Adult birds brood the eggs and carry food to the hatchlings in the nest. At night, the mother provides the young with warmth and protection.

In the case of predators like foxes, the parents even teach the young to hunt. The same is true of birds. Outside the nest, the adults show fledgling birds the finer points of rustling up a meal. That is what the clucking and scratching of a mother hen with a brood of chicks is all about. The hen is teaching the chicks how to find food.

While parenting comes naturally to most creatures, the two most successful animals on Earth aren't good at it. Humans and insects rank up there among the worst parents in the animal world.

Of course, calling humans and insects poor parents is a value judgment. After all, both groups are highly successful animals. But humans seem to have to learn to parent. Otherwise, why would we buy so many books on parenting? Since Dr. Spock pioneered such books, literally dozens of titles on the subject have appeared on booksellers' shelves around the world.

Insect parenting varies from minimal input to a sophistication that even we highly evolved humans try to emulate. Most insects leave their offspring to fend for themselves, but even these try to give their kids a good start in life.

The simplest approach to the insect version of child rearing is to do nothing. Some insects simply drop eggs as they feed. Such is the case with some walking sticks that drop their eggs from the trees. Some cockroaches deposit their egg cases, called ootheca, as they run along. Mayflies actually lay eggs as they die, wherever that may be.
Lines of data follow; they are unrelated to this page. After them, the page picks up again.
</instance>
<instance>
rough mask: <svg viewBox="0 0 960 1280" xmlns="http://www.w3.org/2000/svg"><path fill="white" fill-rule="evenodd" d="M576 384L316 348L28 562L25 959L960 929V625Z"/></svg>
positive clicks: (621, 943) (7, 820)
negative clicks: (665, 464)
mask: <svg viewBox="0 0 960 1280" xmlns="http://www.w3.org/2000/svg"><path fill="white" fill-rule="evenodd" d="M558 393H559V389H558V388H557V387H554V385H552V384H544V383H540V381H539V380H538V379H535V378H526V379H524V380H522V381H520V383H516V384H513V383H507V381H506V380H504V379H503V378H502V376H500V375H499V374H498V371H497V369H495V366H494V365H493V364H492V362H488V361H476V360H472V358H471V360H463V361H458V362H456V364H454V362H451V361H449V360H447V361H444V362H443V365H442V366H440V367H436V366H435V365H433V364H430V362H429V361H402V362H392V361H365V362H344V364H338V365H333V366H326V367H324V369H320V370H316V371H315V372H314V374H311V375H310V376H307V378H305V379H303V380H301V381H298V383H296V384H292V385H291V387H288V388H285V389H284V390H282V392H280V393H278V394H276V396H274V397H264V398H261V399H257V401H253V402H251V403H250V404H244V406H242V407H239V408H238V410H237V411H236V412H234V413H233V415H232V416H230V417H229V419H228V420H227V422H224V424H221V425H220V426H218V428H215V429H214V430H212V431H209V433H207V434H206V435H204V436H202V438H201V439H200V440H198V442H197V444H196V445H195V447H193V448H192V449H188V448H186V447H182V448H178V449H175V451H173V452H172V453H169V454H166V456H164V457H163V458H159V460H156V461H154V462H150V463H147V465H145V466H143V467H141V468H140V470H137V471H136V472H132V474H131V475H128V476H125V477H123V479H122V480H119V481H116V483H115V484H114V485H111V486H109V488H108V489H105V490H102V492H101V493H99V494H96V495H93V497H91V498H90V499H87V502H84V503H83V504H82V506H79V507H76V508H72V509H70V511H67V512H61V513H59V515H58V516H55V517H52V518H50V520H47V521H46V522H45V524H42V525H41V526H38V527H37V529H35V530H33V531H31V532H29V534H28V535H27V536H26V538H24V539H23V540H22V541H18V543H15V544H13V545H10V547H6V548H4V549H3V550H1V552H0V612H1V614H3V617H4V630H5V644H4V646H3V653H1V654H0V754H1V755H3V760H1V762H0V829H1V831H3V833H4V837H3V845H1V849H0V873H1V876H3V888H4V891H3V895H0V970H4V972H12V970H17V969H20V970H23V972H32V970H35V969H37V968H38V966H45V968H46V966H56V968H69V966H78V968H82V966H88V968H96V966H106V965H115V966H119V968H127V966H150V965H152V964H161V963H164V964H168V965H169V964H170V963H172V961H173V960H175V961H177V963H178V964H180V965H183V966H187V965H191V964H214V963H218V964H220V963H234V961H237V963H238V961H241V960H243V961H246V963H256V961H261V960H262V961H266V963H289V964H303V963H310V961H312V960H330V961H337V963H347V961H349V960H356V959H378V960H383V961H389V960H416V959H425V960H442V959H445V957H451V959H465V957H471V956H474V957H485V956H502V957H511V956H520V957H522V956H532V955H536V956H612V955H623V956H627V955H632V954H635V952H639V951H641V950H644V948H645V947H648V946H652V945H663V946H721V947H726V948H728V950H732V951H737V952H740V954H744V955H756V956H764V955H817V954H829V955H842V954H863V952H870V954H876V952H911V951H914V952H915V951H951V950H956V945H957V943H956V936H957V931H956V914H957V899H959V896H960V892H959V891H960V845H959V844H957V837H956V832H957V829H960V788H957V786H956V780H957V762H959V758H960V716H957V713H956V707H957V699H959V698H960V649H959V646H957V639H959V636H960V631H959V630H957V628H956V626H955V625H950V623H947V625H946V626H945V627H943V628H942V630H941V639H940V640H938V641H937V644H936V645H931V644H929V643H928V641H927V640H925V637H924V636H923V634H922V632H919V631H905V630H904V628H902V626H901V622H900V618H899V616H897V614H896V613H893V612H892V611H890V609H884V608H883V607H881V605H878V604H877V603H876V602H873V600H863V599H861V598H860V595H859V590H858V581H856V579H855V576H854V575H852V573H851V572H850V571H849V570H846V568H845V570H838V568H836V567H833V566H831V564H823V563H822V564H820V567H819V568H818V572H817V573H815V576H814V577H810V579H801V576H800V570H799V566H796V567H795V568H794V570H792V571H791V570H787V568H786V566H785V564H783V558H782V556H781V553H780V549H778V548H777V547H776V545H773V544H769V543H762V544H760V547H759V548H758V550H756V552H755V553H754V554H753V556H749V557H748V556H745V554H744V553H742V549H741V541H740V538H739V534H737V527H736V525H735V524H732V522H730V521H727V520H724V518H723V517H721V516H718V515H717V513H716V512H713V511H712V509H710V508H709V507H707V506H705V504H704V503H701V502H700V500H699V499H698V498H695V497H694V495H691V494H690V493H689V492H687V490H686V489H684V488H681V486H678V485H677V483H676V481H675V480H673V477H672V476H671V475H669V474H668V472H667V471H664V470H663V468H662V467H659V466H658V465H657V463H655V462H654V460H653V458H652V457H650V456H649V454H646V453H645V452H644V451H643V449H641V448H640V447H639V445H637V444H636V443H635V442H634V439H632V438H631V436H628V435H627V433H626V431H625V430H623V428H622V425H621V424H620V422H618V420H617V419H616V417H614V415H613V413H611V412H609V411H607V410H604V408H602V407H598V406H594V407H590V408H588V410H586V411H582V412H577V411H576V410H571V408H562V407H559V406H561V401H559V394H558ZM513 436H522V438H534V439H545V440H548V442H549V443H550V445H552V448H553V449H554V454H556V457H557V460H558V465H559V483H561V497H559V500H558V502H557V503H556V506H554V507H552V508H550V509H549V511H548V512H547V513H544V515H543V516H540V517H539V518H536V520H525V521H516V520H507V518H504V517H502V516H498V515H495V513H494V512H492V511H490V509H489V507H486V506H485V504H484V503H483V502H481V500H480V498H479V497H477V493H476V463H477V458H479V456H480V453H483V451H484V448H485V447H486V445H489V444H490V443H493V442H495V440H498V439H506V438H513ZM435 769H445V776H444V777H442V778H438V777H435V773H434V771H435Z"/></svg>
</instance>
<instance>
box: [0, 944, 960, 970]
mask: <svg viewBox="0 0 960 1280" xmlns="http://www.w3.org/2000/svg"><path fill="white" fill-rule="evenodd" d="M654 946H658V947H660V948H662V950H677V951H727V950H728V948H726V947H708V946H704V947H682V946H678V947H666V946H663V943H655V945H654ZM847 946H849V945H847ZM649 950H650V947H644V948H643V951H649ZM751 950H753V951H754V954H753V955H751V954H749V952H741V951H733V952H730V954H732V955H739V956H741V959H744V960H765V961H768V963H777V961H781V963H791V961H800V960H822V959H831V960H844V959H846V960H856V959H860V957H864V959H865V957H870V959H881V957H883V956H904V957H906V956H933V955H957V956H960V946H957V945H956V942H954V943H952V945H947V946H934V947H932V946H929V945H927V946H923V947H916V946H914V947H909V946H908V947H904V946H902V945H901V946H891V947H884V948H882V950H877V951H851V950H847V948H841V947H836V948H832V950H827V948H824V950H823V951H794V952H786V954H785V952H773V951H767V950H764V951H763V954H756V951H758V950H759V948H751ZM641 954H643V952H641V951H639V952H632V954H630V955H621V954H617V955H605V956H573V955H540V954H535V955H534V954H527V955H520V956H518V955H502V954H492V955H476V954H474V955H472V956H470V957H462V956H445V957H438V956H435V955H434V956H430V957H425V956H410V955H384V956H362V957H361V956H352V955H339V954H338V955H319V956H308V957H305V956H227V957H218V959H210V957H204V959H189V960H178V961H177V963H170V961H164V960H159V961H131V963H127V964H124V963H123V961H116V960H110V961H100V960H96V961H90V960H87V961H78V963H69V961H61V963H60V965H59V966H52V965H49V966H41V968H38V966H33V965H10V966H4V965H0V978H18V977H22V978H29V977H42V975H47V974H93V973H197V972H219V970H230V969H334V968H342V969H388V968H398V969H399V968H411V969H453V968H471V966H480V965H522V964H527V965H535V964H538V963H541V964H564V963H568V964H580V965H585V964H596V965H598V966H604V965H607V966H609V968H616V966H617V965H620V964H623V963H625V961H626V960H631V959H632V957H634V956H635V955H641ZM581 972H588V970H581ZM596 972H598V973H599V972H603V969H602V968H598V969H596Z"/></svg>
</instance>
A common insect approach to bringing up junior is to place the eggs in a desirable location. That generally means in a place where the newly hatched insect will find food. For instance, many butterflies and moths will fly around looking for a suitable food plant for their offspring. When the female finds such a plant, she will lay an egg. When the egg hatches, the caterpillar doesn't have to move far to find food.

Sometimes the egg is just placed among food items. Ladybug mothers-to-be deposit their eggs close to aphids. Since ladybugs and their immatures feed on aphids, the baby ladybug is normally surrounded by potential meals.

Many flies feed on dead or decaying plant and animal matter, so the eggs are laid on--you guessed it--dead stuff. That explains why you see flies buzzing around road kill; many are laying eggs. The resulting maggots begin feeding on the rotten flesh.

Placing the eggs in a desirable location by insects would be equivalent to humans leaving their children in a fast-food restaurant. The food would be there; the kids would have to find it.

Some insects provide the kid's food in bulk--enough food to meet the lifetime needs of the immature. The mud dauber wasps that provision the nest with spiders or caterpillars use this approach. Enough of the prey items are placed in each cell to feed the larvae. Cicada-killer wasps provide a single cicada for each wasp larva. Leaf cutter bees and carpenter bees store enough pollen in a nursery cell to meet the needs of each baby. This would be like a human parent giving a lifetime certificate for the fast-food restaurant.

Some insects, like the paper wasps, supply food as the offspring need it. They are called "progressive provisioning insects" and could be compared to humans who provided coupons for food as needed.

Some insects actually turn over the whole process of feeding the offspring to workers specialized in child care. This is the way of life for social insects, like ants, termites, bees and wasps. In this case, the workers prepare the food and feed the kids. Sounds very much like a family that hires a nanny to care for the kids, doesn't it?